XHUDG-FM is a radio station in Guadalajara, owned by the Universidad de Guadalajara. The station was founded in 1974 and is branded as Radio Universidad, the keystone of an eight-station radio network and sister to XHUDG-TDT channel 44.

==Transmitters==
UDG owns eight transmitters throughout the state of Jalisco:

- XHUDG-FM 104.3 Guadalajara
- XHUGA-FM 105.5 Ameca
- XHANU-FM 102.3 Autlán de Navarro, 38.76 kW ERP
- XHGZ-FM 94.3 Zapotlán el Grande, 5 kW ERP
- XHUGC-FM 104.7 Colotlán
- XHUGL-FM 104.7 Lagos de Moreno, 1.727 kW ERP
- XHUGO-FM 107.9 Ocotlán
- XHUGPV-FM 104.3 Puerto Vallarta, 20 kW ERP

The transmitters have significant local production; XHUGL originates some programming for the network, and all carry additional locally focused news programming. Most, but not all, transmitters run around 2 kW of effective radiated power.

==History==
XHUDG-FM began to transmit officially on May 30, 1974, created to bridge the gap between the academic community and the residents of Jalisco. However, the history of the station dates to an experimental transmission mounted in 1963 under the callsign XEIITG by UDG's engineering school. From the late 1960s, attempts were made to win a permit and actually launch a full-time radio station, a permit conceded by presidential decree in 1973. The first transmitter, donated by then-President Luis Echeverria, was put into place, and the station came on air from the engineering school, broadcasting 13 hours a day. XHUDG-FM moved to the Cultural and Administrative Building in 1983.
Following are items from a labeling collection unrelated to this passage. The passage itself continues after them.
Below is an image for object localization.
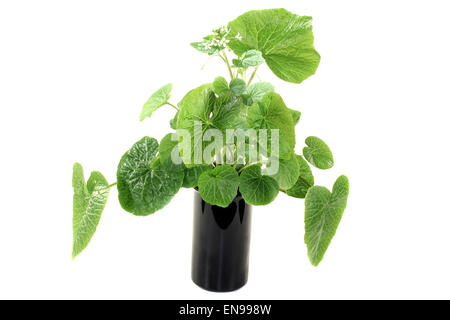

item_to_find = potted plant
[72,9,349,291]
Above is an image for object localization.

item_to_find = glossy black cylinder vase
[192,191,252,292]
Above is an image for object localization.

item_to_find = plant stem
[247,66,259,87]
[167,102,179,111]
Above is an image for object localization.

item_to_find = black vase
[192,191,252,292]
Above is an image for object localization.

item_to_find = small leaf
[239,165,280,206]
[244,82,275,106]
[159,133,185,171]
[72,163,109,258]
[140,83,172,121]
[198,165,239,208]
[262,157,299,190]
[117,137,184,216]
[289,109,302,126]
[213,77,230,96]
[183,165,213,188]
[230,78,247,95]
[305,176,349,266]
[228,9,320,83]
[286,155,314,199]
[233,50,264,68]
[247,92,295,159]
[303,137,334,169]
[170,110,180,130]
The transmitters in the rest of the state were all built in the early 2010s. At the same time, a permit discontinuity prompted the UDG to receive a new permit for its Guadalajara flagship, which became XHUDG-FM.

On the 2nd of October, 2023 XHUDG-FM raised its power to 100kW with a new transmitter to reduce “dead zones” and those areas where the signal was normally weak or non-existent, due to geographical obstacles or construction.

==Programming==
Programming on XHUDG-FM and its transmitter network is widely varied. Music takes up most of the stations' broadcast day, and on the retransmitters, much of it is locally produced. News programming, known as Señal Informativa, primarily comes from Guadalajara with each transmitter producing its own additional local broadcasts. Señal Informativa was extended to TV with the launch of XHUDG television in 2011.